The possibility of an accidental launch of nuclear weapons is more than a theoretical possibility. The most recent and frightening example occurred Jan. 25, 1995, when Russian military radar mistook a weather rocket launched from Norway for a potential nuclear attack on Moscow. President Yeltsin was awakened and given less than 10 minutes to decide if he should launch a counter attack against the United States which could have involved thousands of warheads destroying every major population center in the United States.

Our luck held in 1995. How much longer do we want to rely on luck to preserve the future for generations yet to come? What can we do to regain control over our fate?

Despite the misleading hype from its proponents, National Missile Defense is not the answer. The majority of Americans well understand that this resurrection of President Reagan’s failed Star Wars dream is unproven, does not address terrorist threats, and will waste tens of billions of dollars. Moreover, our European allies know that deployment of National Missile Defense is a fundamental violation of the Anti-Ballistic Missile Treaty and will provoke a new arms race with Russia, which will only increase the danger to us all.

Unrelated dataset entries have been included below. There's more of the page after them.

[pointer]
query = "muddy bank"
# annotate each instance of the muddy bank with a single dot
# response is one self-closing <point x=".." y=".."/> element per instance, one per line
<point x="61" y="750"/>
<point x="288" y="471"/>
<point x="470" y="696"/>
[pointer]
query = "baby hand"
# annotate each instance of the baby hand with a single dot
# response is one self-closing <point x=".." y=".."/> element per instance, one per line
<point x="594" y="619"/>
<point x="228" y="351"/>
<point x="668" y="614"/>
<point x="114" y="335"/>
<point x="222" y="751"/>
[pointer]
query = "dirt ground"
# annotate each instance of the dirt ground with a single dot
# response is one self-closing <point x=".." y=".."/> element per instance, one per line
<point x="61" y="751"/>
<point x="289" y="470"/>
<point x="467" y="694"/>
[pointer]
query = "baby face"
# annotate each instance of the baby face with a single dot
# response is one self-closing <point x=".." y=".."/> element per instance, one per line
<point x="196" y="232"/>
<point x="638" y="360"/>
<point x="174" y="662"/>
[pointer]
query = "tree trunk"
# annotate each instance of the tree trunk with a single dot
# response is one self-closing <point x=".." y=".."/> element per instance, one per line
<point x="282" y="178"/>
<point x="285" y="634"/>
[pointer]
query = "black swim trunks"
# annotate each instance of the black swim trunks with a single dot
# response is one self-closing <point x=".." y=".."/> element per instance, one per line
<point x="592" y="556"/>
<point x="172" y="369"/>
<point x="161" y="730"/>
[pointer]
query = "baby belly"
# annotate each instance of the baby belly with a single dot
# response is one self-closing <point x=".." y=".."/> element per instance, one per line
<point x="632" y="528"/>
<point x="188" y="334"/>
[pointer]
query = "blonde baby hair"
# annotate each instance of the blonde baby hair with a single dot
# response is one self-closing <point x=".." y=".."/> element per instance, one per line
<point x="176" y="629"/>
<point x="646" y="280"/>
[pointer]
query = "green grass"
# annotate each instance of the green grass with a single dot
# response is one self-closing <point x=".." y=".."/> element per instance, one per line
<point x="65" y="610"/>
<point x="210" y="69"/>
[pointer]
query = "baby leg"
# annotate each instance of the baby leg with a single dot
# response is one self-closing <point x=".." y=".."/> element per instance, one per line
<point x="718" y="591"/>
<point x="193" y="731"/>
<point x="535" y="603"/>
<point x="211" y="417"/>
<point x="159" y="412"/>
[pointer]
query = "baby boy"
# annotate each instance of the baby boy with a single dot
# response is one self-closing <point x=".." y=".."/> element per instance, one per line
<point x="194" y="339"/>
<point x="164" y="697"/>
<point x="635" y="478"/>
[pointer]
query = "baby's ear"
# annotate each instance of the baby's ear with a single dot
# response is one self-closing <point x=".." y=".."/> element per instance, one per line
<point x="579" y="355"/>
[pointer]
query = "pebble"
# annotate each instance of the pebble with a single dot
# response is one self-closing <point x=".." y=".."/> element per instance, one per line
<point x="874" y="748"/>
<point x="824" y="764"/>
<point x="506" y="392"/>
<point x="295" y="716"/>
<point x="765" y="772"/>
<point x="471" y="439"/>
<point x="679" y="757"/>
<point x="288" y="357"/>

There is a much simpler answer. Prominent military leaders such as Gen. George Lee Butler, retired commander of all U.S. strategic nuclear forces, have called on the president to agree with President Putin to simply take all U.S. and Russian nuclear missiles off hair-trigger alert. Even conservatives such as former chairman of the Senate Armed Services Committee Sam Nunn have concluded that, “… de-alerting would create a judicious delay in the capacity for launch in order to assure more reliable control over nuclear weapons, to reduce daily nuclear tensions, and to strengthen mutual confidence in each other’s nuclear intentions.”

In sharp contrast to the unworkably complex technology required for National Missile Defense, the means of taking nuclear weapons off hair-trigger alert are simple. Warheads can be removed from the missiles and stored separately.

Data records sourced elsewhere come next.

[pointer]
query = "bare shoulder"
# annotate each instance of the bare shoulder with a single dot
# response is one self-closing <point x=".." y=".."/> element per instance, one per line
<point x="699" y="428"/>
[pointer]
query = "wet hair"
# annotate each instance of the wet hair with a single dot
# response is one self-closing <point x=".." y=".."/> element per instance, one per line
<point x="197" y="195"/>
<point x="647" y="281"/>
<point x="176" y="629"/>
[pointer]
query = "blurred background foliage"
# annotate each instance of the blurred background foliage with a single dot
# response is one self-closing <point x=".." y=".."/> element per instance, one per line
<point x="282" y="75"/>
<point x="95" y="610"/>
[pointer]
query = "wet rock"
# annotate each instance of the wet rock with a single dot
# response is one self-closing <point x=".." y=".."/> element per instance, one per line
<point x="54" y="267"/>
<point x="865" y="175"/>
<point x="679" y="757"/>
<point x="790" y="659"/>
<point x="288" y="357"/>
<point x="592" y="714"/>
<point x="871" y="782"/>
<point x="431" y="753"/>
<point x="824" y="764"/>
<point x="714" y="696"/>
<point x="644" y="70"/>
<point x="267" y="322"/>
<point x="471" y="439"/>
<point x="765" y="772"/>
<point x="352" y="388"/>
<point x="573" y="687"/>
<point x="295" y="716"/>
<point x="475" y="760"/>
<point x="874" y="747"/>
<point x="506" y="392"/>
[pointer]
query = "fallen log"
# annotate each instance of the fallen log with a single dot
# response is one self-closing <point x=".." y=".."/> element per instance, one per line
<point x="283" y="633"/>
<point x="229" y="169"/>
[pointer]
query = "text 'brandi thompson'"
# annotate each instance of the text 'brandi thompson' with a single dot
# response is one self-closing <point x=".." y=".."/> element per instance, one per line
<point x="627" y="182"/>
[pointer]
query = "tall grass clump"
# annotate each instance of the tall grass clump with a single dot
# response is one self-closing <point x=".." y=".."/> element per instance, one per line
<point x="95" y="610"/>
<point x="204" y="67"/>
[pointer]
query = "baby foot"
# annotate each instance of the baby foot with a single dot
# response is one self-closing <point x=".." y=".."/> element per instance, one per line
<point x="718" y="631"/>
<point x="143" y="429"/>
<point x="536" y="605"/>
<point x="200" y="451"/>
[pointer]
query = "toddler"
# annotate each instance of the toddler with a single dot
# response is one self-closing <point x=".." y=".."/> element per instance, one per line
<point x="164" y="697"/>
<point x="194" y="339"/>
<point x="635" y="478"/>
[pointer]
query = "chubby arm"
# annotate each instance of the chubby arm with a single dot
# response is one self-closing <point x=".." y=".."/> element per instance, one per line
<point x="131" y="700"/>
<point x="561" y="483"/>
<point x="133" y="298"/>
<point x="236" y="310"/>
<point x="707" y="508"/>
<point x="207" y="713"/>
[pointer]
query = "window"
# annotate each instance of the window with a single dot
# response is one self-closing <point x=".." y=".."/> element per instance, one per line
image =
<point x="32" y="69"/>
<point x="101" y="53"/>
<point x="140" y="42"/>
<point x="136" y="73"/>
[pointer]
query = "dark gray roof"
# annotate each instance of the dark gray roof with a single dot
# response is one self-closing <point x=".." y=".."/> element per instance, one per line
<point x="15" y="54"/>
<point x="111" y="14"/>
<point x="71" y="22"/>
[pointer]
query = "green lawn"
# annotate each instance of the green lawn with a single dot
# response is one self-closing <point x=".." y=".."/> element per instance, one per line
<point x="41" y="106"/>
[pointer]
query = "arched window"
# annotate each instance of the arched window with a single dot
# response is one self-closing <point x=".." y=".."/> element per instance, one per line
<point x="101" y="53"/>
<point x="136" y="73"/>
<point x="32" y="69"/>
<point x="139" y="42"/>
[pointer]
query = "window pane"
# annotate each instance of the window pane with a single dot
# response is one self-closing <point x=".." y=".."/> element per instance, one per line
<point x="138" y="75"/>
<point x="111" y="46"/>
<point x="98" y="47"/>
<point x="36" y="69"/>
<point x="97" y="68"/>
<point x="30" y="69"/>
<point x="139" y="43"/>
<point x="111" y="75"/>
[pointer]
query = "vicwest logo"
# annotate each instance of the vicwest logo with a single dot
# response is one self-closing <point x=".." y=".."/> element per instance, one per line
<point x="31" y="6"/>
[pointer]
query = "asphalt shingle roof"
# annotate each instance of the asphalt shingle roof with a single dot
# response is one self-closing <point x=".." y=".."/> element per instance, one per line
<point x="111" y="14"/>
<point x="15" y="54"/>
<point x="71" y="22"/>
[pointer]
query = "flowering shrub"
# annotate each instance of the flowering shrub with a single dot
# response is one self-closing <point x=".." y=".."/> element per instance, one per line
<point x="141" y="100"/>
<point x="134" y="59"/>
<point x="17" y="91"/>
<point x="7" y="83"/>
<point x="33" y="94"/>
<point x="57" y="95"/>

Other key components, such as the guidance systems, can be removed. Pins can be placed to keep open the switches used to fire missile motors. Land-based missile silo covers can be blocked. A combination of on-site and video camera verification of any of these steps would be relatively easy.

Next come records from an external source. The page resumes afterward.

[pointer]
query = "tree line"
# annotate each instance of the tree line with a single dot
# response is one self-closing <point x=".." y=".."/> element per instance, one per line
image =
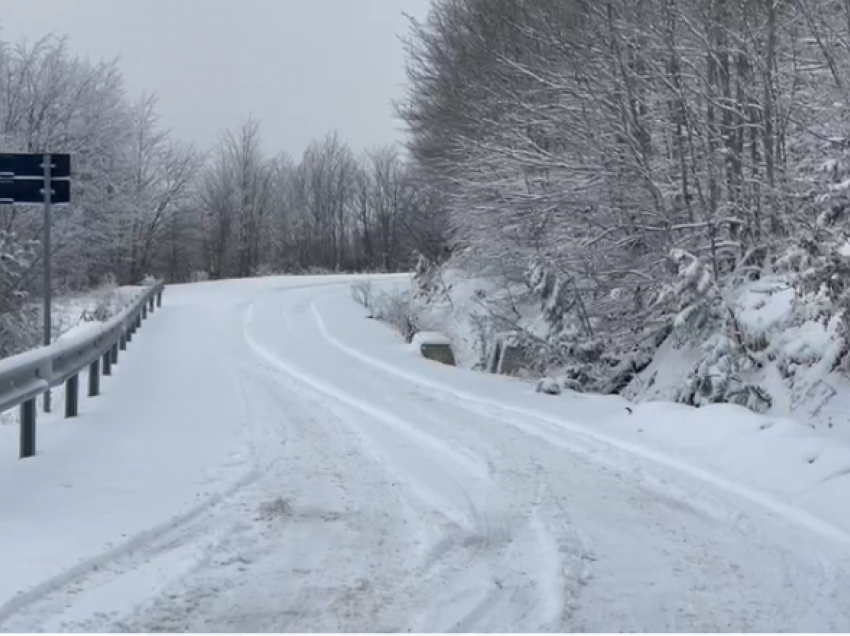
<point x="605" y="147"/>
<point x="146" y="203"/>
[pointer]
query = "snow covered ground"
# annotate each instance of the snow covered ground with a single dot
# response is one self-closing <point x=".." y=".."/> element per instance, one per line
<point x="267" y="459"/>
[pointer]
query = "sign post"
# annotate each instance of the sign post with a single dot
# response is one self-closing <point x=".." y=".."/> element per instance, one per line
<point x="38" y="179"/>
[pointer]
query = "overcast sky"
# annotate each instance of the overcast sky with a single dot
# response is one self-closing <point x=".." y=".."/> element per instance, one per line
<point x="302" y="67"/>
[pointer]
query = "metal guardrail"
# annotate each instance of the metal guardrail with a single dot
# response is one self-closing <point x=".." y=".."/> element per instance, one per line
<point x="26" y="376"/>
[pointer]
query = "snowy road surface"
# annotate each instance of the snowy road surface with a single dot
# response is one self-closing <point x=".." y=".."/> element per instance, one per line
<point x="269" y="460"/>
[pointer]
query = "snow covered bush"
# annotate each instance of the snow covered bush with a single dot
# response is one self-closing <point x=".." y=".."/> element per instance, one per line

It’s true that once nuclear weapons are taken off hair-trigger alert, these mechanisms can be reversed. But this would take some time. Thus, de-alerting would be a highly effective confidence-building measure that would allow arms reductions negotiations to proceed in an atmosphere more conducive to success.

In 1991, this was exactly what Presidents Gorbachev and Bush had in mind when they took some Soviet and American missiles off high-alert status while negotiating the second Strategic Arms Reduction Treaty. Unfortunately, thousands of nuclear missiles have remained on high alert ever since.

Now it’s President George W. Bush’s turn. It’s time to see if his words were hollow campaign rhetoric or a serious recognition of this great danger.

On Feb. 5 and 6, citizens from across the nation are calling the White House, urging the president to immediately begin work with the Russians to get all nuclear weapons off hair-trigger alert. It’s up to all of us to join in creating a safer world for generations yet to come.

The risk of global catastrophe remains terrifyingly real. With wise leadership and decisive action taken now, the threat of accidental nuclear war can be left to exist only in the minds of Hollywood filmmakers.

Peter Wilk, M.D. is former national president of Physicians for Social Responsibility and currently serves as co-president of the Maine chapter of PSR. He lives in Sebago.